The opposite side of Jefferson’s insistence on limited government was his confidence in
the capacity of the people to govern themselves. But to do so wisely, they must be educated. In
his view, the best way to ward off “degeneracy” in the body politic was “to illuminate, as far as it
is practicable, the minds of the people.” What he had in mind was a distinctly political education
that would instruct the people in their “rights, interests and duties as men and citizens.” To this
end, the curriculum would be heavily weighted in favor of history, especially the histories of
Greece, Rome, England, and America. If the boys and girls of Virginia would study the ways in
which other nations had risen to greatness, and perhaps more importantly, by what errors and
vices they had declined, they would be better able to preserve their republican institutions.
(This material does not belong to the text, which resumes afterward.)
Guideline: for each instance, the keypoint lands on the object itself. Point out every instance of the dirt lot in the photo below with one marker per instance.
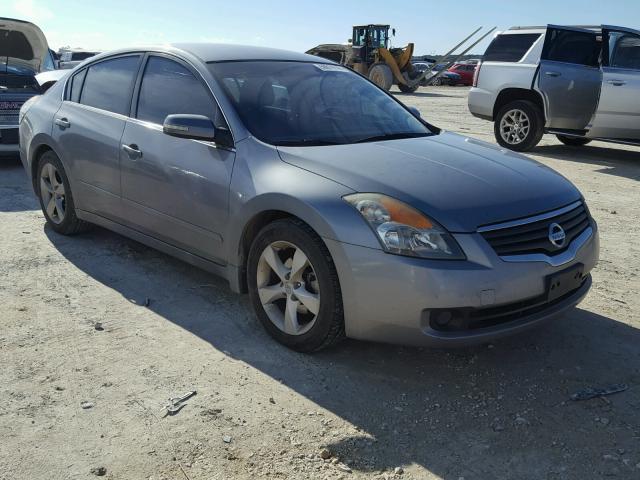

Still, it was not enough for citizens to be educated in their rights; they also had to be able
to act on them. More than any other Founder, Jefferson was convinced that republican
government also depended on fostering a certain kind of spiritedness in the people. He approved
of periodic rebellions, and looked for ways to keep the spirit of the revolution alive in future
generations. So impressed was he by the energy that the New England townships mustered to
oppose his Embargo Act that he sought ways to amend the Virginia state constitution to establish
them there. Jefferson’s great contribution to republican theory was to recognize the modern
representative republic must ultimately be bottomed on the participation of an educated and
civic-minded people. If, indeed, our republic is to resist the steady expansion of government
power, the effort must come from the bottom up. For this insight alone, we can echo John
Adams’ last words, “Jefferson still survives.”